Pero ya para siempre fue -in memoriam- Manuel Alejandro, porque su gesto
final demostró que era un hombre, meta que casi ningún hombre logra aunque lo
intente (al menos hasta que el valle nos enseñó luego a todos), y se hizo
acreedor a un respeto inmutable. Fue el primero de los siete Lujanes que
comprendió la táctica precisa y, para salvar a su padre, no se encaminó a
salvarle, sino a hacer estallar la mina que abriese camino a los hermanos
siguientes. La buscó despacio, la encontró disimulada pero somera, se dejó caer
de rodillas ante ella y la golpeó furioso hasta que el fulgor le deshizo en mil
pedazos.
Néstor de Todos los
Santos consiguió "la mitad" de su propósito...: a medio camino de la cruz de
madera lo levantó por los aires una tromba gris que después lo dejó caer
blandamente en los surcos, ya muerto.
Salvador Silvestre
consintió que su madre y su tía le mantuviesen retenido un instante, atado de
brazos por el amor y el espanto, mientras él se despedía con los ojos de su
novia Coranda Nélida Avellaneda Luján, prima carnal para cuyo matrimonio ya no
tendría que pedir dispensa.
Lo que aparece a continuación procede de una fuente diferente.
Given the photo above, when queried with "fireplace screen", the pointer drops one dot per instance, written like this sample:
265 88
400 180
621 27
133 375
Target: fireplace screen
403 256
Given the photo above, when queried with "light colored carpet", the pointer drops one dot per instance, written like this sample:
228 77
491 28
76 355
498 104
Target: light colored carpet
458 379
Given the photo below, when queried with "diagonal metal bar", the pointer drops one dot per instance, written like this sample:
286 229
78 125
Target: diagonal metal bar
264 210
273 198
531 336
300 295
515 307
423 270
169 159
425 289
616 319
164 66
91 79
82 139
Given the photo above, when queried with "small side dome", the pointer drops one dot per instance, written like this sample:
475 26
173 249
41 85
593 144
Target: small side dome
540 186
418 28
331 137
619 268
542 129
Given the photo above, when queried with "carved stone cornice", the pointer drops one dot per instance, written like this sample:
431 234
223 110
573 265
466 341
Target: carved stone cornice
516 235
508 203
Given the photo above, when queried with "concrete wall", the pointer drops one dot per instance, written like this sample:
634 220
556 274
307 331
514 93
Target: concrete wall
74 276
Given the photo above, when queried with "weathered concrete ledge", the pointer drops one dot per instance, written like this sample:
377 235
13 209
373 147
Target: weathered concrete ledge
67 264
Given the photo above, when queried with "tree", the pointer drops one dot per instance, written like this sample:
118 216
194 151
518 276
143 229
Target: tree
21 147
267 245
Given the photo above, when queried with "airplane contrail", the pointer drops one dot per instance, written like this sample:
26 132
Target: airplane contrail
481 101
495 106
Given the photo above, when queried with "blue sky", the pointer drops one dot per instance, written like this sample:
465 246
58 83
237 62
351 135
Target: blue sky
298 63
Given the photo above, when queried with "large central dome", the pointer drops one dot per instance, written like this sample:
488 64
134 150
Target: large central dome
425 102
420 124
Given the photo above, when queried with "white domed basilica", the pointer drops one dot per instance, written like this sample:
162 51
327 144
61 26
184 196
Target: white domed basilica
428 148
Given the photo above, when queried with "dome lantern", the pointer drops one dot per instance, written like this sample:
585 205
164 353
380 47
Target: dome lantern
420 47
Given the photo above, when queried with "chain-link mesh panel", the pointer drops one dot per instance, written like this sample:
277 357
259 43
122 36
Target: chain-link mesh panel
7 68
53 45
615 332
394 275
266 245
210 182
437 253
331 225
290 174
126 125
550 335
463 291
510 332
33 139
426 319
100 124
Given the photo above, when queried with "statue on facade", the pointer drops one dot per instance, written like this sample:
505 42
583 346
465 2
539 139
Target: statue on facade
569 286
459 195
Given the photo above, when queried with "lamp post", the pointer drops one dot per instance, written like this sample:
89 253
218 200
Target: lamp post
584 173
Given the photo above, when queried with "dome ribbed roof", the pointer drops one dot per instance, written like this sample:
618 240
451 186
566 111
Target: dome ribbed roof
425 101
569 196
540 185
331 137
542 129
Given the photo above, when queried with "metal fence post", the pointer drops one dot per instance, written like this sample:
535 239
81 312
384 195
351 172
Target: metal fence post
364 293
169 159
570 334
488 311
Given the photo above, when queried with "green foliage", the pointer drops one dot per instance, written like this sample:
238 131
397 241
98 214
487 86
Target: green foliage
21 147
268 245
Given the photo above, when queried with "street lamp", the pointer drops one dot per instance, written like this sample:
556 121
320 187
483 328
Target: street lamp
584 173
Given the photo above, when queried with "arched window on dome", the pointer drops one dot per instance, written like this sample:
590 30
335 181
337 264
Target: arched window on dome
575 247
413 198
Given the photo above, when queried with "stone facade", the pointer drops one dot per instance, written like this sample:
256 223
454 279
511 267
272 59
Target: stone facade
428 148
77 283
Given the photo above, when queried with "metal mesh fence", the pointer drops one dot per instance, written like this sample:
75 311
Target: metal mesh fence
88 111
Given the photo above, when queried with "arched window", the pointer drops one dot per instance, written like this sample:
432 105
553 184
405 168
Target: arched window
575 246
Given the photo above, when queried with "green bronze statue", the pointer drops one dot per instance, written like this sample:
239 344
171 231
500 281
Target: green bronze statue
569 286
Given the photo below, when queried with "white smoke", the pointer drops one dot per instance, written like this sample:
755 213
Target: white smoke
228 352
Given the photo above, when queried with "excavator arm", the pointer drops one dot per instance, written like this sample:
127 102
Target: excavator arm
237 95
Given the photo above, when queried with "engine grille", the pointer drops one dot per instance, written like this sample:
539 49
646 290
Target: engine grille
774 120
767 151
En ese momento el pueblo –completo a la vera del
valle– abrió rueda en torno a la muchacha que, sin alzar grito ni mano, se dejó
derramar en lágrimas. Silbador logró terminar su silbo antes de que la
muerte lo silenciara.
El pueblo de
Valdoro, sin quererlo, fue injusto con Atanasio Luján El Nasio, lo fueron
sin maldad, pero lo fueron. Se estaba haciendo costumbre esa corrida de Lujanes
y esperaron su muerte con la seguridad que da el hábito. Además, él no era ni el
primero ni el último. No llegó a ser preciso reprimir bostezos, pero hubo mucha
gente de buena memoria que no pudo luego decir a dónde fueron a caer sus
pedazos.
Omar Benjamín salió casi antes de que su mellizo muriera, una urgencia extraña le estaba empujando. Tal vez no reincidir en las terribles despedidas que su madre, ya loca, intentaba entre desmayo y desmayo; la falta de costumbre de andar sin su mielgo; acaso que el sol se estaba poniendo –en lo que murieron seis Lujanes se había consumido el día–; o que la muerte contagia... Su paso rapidísimo de lagartijo moreno pareció librarle de todas las trampas y, antes de que la gente saliera del asombro, estaba junto a su padre luchando con las ligaduras. No tenía navaja ni maña, tampoco tenía paciencia. Dejó su empeño, desenclavó la cruz y, aunque estaba lastrada por el peso del hombre, la enarboló como hace el cura en la procesión del Cristo. Por entre los agujeros de las minas, evitando pisar los cuerpos de sus hermanos, se abrió paso hasta la orilla, donde depositó suavemente la carga a los pies de las mujeres, harto derruidas ya como para hacer las cuentas del negocio del día: ganancias y pérdidas.
(Capítulo 1º de la novela EL CARBÓN Y EL ESTUCO, de Miguel Cobaleda).